Julia: Ellipsis slicing

Created on 15 Jan 2014  Â·  24Comments  Â·  Source: JuliaLang/julia

Numpy has this ellipsis notation for filling
index tuples up to dimension, where in
A[..., i, k]
... is interpreted as shorthand for the number of colons :, :, : etc needed to fill
the indexing tuple up to dimension n.

http://docs.scipy.org/doc/numpy/reference/arrays.indexing.html

This gives nice access to contiguous subarrays in the dense array case and would be not more harmful than the : notation itself.

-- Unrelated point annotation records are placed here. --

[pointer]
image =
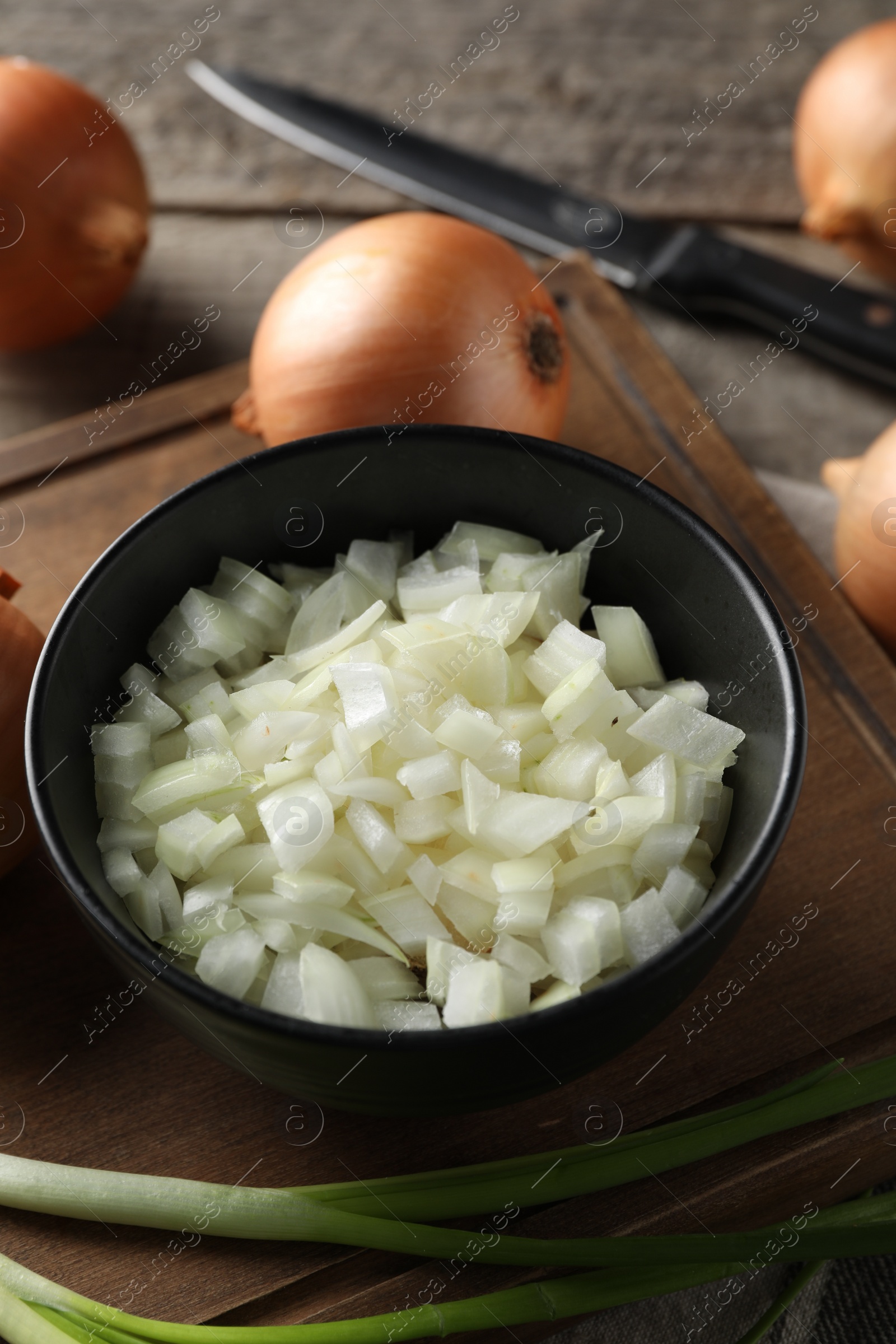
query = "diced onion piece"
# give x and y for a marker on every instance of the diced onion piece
(314, 886)
(683, 894)
(176, 788)
(344, 858)
(425, 820)
(523, 913)
(267, 738)
(659, 780)
(713, 832)
(120, 740)
(284, 988)
(122, 870)
(612, 781)
(432, 592)
(584, 939)
(386, 792)
(590, 862)
(428, 777)
(144, 909)
(368, 698)
(489, 541)
(564, 650)
(492, 616)
(376, 838)
(231, 962)
(558, 584)
(249, 867)
(316, 654)
(211, 698)
(571, 768)
(577, 698)
(632, 655)
(269, 905)
(167, 895)
(408, 1016)
(210, 895)
(558, 993)
(127, 835)
(520, 823)
(383, 979)
(470, 871)
(375, 565)
(479, 795)
(278, 936)
(320, 616)
(647, 928)
(521, 721)
(662, 847)
(501, 763)
(150, 709)
(685, 731)
(533, 874)
(426, 878)
(178, 841)
(520, 958)
(227, 834)
(442, 962)
(468, 734)
(298, 822)
(331, 992)
(315, 914)
(480, 992)
(412, 741)
(689, 693)
(113, 800)
(209, 734)
(127, 771)
(262, 698)
(408, 918)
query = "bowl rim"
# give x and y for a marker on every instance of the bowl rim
(298, 1030)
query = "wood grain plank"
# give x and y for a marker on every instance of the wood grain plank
(125, 422)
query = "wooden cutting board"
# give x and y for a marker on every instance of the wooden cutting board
(135, 1096)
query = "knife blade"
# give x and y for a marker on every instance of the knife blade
(679, 267)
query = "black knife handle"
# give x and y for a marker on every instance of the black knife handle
(700, 272)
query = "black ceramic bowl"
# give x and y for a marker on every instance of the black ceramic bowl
(305, 502)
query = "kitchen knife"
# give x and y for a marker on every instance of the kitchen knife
(685, 268)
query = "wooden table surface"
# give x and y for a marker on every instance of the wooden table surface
(586, 92)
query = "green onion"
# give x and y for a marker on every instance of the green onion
(366, 1197)
(292, 1215)
(584, 1170)
(782, 1303)
(543, 1301)
(19, 1324)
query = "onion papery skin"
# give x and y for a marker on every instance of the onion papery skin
(866, 534)
(846, 147)
(408, 319)
(73, 209)
(21, 644)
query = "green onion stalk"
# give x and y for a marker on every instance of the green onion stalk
(379, 1215)
(57, 1315)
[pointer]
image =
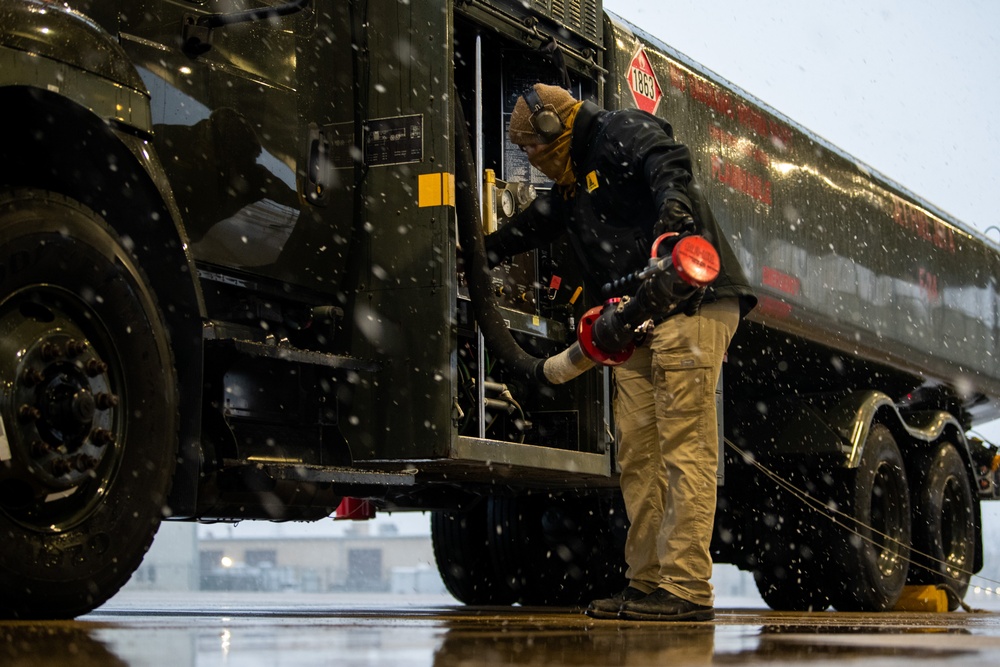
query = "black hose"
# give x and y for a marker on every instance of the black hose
(477, 269)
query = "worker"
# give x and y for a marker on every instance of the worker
(620, 180)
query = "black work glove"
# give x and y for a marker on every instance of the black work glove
(676, 217)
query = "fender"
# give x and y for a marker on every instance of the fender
(56, 45)
(79, 122)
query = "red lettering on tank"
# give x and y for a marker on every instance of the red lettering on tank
(923, 226)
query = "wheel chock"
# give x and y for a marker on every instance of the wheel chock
(922, 598)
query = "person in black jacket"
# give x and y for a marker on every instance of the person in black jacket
(620, 181)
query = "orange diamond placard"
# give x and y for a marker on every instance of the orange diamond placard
(642, 82)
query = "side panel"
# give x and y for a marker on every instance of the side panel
(401, 286)
(837, 254)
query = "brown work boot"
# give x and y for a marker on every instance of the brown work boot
(662, 605)
(609, 607)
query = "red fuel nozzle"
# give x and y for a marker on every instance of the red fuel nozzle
(696, 261)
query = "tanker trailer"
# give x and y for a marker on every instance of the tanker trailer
(232, 289)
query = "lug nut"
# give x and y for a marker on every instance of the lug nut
(60, 467)
(85, 462)
(31, 376)
(102, 436)
(29, 413)
(50, 351)
(106, 401)
(95, 367)
(74, 347)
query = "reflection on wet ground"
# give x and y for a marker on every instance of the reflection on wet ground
(303, 630)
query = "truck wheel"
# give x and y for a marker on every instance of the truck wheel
(943, 522)
(88, 409)
(870, 568)
(791, 558)
(463, 557)
(787, 589)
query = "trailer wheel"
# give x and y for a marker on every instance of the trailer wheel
(88, 406)
(944, 525)
(555, 550)
(872, 552)
(463, 558)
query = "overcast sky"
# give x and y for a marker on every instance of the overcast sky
(909, 87)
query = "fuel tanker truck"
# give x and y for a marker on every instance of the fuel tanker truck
(242, 277)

Was this feature already considered? It was mentioned by @toivoh on the mailing list, but did not trigger discussion.

arrays

Most helpful comment

I tried to make this possible in #24091, but that approach wasn't welcomed. Instead, someone would need to add this as a special form in the [] indexing syntax — adding both parser and lowering support. We could then use the implementation from EllipsisNotation.jl — it's a really small, efficient, and great module.

I'm not the biggest fan of adding a special case that works in A[...] but not view(A, ...), but if enough folks want this then I suppose I can get on board.

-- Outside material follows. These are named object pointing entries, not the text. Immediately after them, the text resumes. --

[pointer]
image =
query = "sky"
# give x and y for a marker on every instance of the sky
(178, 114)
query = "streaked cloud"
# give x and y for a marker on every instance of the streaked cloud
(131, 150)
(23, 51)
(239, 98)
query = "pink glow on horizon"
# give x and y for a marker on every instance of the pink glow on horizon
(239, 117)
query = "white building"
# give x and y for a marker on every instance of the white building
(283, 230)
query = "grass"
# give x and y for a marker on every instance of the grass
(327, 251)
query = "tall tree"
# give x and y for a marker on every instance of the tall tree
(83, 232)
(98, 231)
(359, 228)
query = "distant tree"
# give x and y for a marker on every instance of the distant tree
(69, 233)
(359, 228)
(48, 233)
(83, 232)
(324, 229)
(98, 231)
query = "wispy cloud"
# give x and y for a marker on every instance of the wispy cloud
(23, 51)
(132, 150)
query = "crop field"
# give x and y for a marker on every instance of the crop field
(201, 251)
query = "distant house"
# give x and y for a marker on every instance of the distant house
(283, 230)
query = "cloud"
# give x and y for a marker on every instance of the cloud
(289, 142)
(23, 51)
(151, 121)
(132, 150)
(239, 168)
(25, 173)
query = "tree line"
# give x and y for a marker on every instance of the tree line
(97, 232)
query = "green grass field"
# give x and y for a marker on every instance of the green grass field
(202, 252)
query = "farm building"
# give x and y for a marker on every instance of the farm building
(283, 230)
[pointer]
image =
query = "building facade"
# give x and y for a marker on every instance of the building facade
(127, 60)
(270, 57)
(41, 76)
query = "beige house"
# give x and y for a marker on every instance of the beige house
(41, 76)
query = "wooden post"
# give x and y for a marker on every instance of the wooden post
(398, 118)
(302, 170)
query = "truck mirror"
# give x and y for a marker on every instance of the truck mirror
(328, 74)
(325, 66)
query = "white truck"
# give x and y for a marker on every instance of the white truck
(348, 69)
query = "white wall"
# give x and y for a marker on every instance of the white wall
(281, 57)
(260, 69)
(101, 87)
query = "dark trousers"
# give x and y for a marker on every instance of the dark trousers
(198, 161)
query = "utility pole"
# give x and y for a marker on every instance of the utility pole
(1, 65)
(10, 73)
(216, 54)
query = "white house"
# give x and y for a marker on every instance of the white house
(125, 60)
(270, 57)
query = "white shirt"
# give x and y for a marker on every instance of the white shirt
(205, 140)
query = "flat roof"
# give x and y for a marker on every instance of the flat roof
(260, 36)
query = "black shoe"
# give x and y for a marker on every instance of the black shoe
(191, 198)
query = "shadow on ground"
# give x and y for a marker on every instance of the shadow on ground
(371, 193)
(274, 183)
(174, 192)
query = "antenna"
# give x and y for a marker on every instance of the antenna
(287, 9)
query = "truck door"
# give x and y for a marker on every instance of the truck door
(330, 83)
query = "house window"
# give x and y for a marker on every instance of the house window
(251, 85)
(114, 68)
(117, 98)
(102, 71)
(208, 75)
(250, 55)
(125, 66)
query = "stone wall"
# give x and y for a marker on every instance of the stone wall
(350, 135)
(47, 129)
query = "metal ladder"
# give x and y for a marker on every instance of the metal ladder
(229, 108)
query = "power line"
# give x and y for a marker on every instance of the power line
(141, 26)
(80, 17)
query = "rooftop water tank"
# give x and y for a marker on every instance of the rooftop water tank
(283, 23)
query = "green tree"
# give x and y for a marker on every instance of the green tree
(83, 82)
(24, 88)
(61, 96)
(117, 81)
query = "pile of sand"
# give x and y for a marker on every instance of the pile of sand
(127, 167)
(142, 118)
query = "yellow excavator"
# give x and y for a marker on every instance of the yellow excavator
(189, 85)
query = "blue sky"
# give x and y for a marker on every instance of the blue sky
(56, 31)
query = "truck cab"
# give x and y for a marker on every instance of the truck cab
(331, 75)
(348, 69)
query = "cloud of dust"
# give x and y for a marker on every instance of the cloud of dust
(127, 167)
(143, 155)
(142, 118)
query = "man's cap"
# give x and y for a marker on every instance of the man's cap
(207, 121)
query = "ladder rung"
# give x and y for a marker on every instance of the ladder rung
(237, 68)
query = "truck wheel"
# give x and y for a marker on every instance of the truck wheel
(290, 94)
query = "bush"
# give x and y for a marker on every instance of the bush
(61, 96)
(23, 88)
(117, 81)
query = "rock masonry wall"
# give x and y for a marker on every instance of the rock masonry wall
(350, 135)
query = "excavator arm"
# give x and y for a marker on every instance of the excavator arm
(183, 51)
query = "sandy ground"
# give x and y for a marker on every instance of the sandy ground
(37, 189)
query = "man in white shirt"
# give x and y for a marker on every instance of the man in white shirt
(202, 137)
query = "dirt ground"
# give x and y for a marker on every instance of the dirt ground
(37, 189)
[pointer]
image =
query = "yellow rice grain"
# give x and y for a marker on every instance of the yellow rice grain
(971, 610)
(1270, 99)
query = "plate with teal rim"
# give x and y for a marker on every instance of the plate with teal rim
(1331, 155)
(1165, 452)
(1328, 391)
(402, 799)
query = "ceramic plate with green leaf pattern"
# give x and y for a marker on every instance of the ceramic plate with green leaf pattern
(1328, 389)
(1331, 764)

(I hope you don't mind I took the liberty of fixing your link).

All 24 comments

+1. I find myself using this a lot in numpy. I also like the numpy newaxis feature, which seems useful and harmless.

+1 for newaxis and something that works like ... in numpy (I'm not sure if
it's appropriate to actually use ... for this purpose, since its meaning
right now is entirely different)

In Python 3.x ... (or Ellipsis) is the singletone instance of type ellipsis:

Python 3.3.2 (v3.3.2:d047928ae3f6, May 16 2013, 00:06:53) [MSC v.1600 64 bit (AM
D64)] on win32
>>> ...
Ellipsis
>>> str(...)
'Ellipsis'
>>> type(...)
<class 'ellipsis'>
>>> type(...)()
Ellipsis
>>> type(...)() is type(...)()
True

You can use it as a prettier alternative to None, if you want.

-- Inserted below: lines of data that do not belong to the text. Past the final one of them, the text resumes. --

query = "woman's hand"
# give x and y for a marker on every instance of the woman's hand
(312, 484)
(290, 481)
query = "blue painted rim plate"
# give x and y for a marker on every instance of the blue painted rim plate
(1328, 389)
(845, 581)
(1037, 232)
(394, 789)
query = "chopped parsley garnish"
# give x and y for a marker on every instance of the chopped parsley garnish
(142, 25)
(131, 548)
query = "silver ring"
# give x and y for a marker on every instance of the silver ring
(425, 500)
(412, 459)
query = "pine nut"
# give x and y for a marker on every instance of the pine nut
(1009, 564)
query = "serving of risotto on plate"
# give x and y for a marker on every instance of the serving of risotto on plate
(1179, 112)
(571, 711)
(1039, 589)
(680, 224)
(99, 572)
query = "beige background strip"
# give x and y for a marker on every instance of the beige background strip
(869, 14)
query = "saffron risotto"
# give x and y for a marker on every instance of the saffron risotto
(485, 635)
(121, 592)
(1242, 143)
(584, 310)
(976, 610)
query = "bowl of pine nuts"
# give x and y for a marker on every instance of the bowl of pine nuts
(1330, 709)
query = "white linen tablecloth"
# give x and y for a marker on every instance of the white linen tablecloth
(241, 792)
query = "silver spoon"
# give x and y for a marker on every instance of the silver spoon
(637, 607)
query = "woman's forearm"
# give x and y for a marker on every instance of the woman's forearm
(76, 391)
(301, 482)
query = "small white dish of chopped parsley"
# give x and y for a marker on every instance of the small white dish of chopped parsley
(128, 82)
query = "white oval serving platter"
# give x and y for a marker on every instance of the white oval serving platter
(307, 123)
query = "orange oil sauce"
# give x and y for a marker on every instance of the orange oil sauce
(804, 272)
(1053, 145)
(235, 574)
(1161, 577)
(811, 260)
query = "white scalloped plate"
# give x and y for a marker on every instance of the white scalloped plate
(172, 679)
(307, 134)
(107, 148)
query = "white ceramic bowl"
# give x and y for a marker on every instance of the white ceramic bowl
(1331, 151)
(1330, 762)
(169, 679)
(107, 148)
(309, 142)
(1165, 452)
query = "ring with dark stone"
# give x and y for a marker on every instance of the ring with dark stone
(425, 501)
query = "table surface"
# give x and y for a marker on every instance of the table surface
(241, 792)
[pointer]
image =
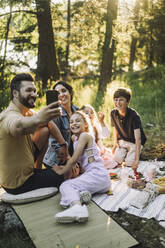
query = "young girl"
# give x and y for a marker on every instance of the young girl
(94, 179)
(100, 131)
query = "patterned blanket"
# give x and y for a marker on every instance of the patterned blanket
(122, 194)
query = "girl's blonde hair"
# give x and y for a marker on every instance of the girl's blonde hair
(88, 126)
(94, 121)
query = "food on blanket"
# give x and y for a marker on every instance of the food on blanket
(113, 175)
(159, 181)
(136, 184)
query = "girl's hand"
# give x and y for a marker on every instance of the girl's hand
(101, 116)
(116, 145)
(60, 170)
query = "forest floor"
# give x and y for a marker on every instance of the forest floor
(147, 232)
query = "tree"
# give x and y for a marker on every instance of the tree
(47, 67)
(134, 38)
(108, 47)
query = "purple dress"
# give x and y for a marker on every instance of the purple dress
(95, 179)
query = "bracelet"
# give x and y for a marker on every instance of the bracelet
(64, 144)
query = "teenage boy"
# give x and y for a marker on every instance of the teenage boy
(129, 137)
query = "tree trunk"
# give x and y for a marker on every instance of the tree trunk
(47, 67)
(108, 47)
(2, 67)
(132, 53)
(134, 39)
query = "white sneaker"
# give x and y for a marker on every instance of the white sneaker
(75, 213)
(144, 197)
(85, 197)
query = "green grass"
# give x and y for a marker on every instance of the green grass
(16, 239)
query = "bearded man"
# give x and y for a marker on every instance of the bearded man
(24, 139)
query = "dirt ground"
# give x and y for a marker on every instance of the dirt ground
(147, 232)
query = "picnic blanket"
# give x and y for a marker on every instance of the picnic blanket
(122, 194)
(101, 231)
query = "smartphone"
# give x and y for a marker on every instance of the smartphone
(51, 96)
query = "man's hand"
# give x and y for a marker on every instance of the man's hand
(63, 154)
(60, 170)
(49, 112)
(135, 165)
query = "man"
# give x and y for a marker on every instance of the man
(129, 137)
(24, 139)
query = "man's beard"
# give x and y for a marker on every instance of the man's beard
(25, 101)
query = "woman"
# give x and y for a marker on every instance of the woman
(62, 122)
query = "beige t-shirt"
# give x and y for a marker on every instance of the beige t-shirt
(16, 153)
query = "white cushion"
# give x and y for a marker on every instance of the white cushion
(30, 196)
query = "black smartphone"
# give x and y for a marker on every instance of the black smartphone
(51, 96)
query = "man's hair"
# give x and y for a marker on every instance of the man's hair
(123, 92)
(66, 85)
(16, 81)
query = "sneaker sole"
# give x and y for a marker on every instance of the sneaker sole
(71, 219)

In Python 2.7, however, you cannot just write ... as that results in a syntax error (but Ellipsis is possible).
Nevertheless it is possible to use it in __getitem__:

Python 2.7.6 (default, Nov 10 2013, 19:24:18) [MSC v.1500 32 bit (Intel)] on win
32
>>> ...
  File "<stdin>", line 1
    ...
    ^
SyntaxError: invalid syntax
>>> class K:
...   def __getitem__(self, o): print(o)
...
>>> K()[...]
Ellipsis
>>> Ellipsis
Ellipsis
>>> type(Ellipsis)
<type 'ellipsis'>
>>> type(Ellipsis)() is type(Ellipsis)()
Traceback (most recent call last):
  File "<stdin>", line 1, in <module>
TypeError: cannot create 'ellipsis' instances
>>>

In Julia, we have to decide weather we choose one of both or just don't allow ..., which would be sad.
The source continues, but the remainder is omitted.